William Henry Scott, Jul 1921-Oct 1999

Saturday, October 28, 2017

A Language Of Special Interest

I DID NOT KNOW when I started working for the Feds that speaking the wika would be a skill that pays. Tagalog is apparently considered by the agency as a "language of special interest" in the mission against terrorism. So around Thanksgiving each year (after the previous fiscal year ends in September), Uncle Sam pays me an easy Black Friday bonus just for employing it to process passengers and interact with cruise and container ships crewmen (90% Pinoy, they offer you food from the galley) when boarding vessels for inspections, Abu Sayyaf or ISIS operatives apprehended or not. The union says this is another program in danger with Trump; enjoy it while it lasts.

Friday, October 13, 2017

Nice

I WOULD CHANGE some line breaks, but this poem by Zosimo Quibilan, Jr. (encountered on Vince Gotera's wall) reads well for Pinoy Halloween.


Kapre

They inhabit these acacia trees like children
playing grownup, cooking with corroded
cans a concoction of things lost
then found. Here, a broken piece of a toy gun,
a fistful of leaves and shorn hair and dead ants
and homemade candies. They would improvise names
to address each other — Hey Lover. Oh, Son. Mother! So soon
a daughter is swaddled in stolen shirts and dirt.
Between their palms they will roll
cigars as tall as stories they will have whispered
to one, then another, to while away
summer nights when neighbors insist
on bringing back the deceased by playing
at least a hand of peculiar cards with bent coins
and peculiar currencies. Some will see this night
darker than others. Silhouettes then become
trees. A movement here, to explain their grief’s origins.
An illusion of light there brims with expectations
like a steward for keeping sigils.

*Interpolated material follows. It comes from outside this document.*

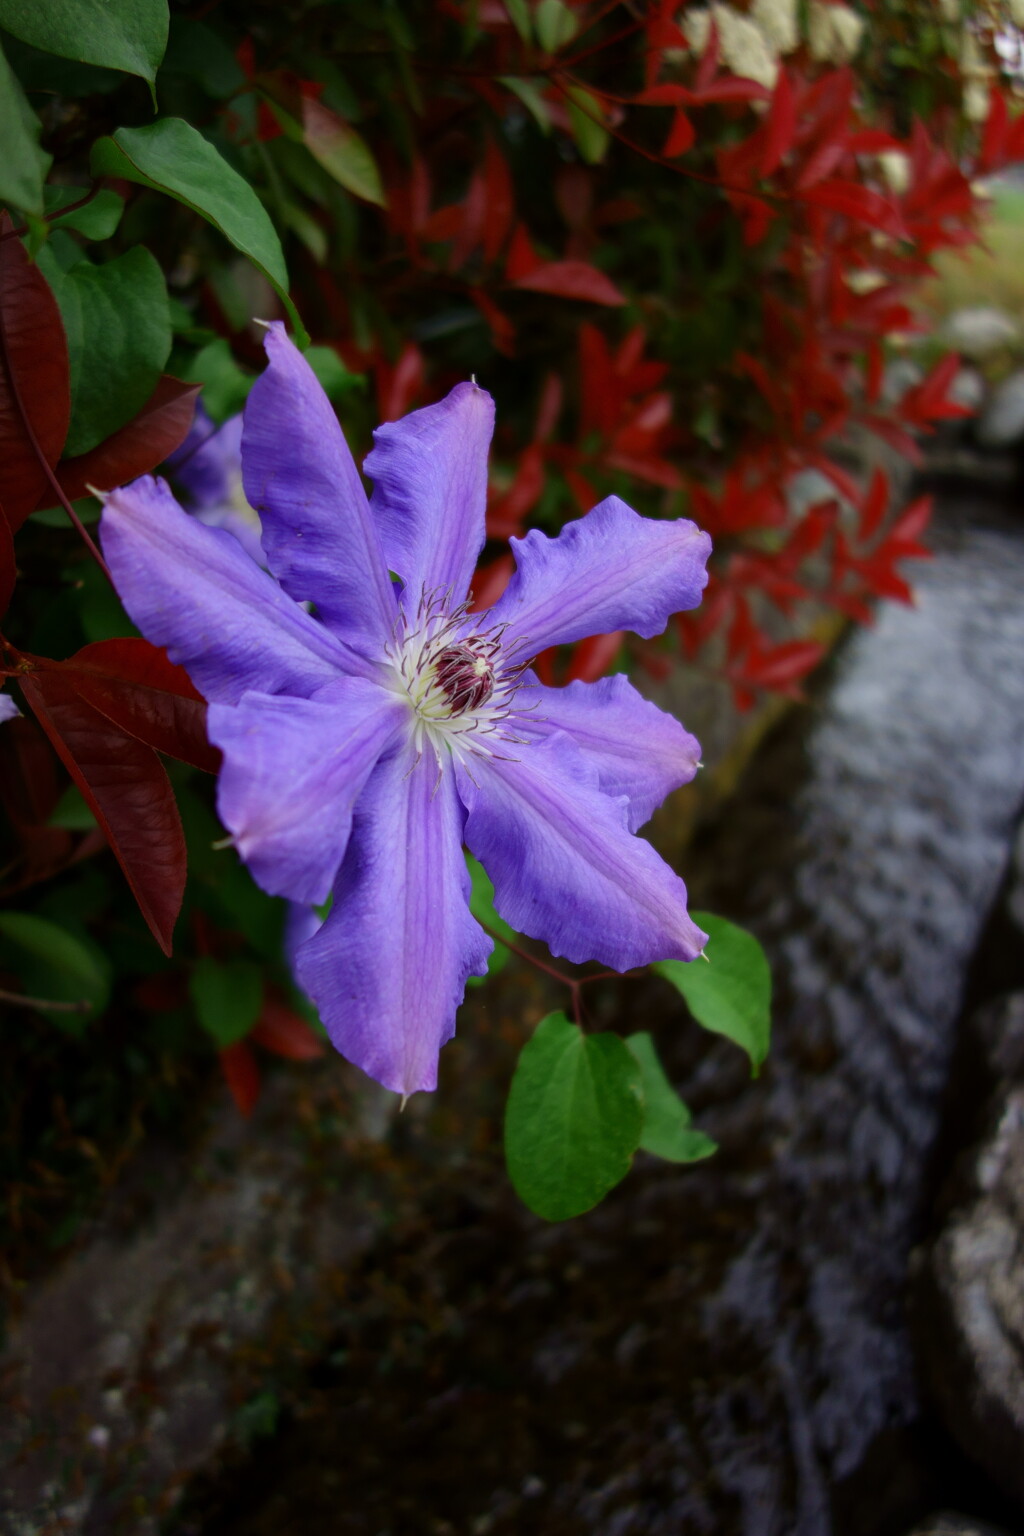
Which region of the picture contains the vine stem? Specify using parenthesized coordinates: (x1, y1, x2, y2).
(0, 986, 90, 1013)
(477, 920, 646, 1028)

Spirits turn
into giant limbs, lingering among intermittent glow points.
They would feel the air collapse in their own
weight. Shush, breathe this thick aroma. Hear
their diabolical laughter, mocking
among other things, our innocence,
our believing without seeing.

Sunday, October 8, 2017

In Memory

"BAPA" ANTOON passed away this month last year in Calapan, Oriental Mindoro. He is best known for deciphering the Laguna Copperplate Inscription and for documenting the Hanunoo Mangyan script, notably the poetic form ambahan, verses inscribed on bamboo tubes, which he collected in a book called Treasure of a Minority. Here he was in action with a ballpen in his hut a decade before his death, and another one as a priest long before Anya was born. Proud to have been baptized by this Mindoro legend.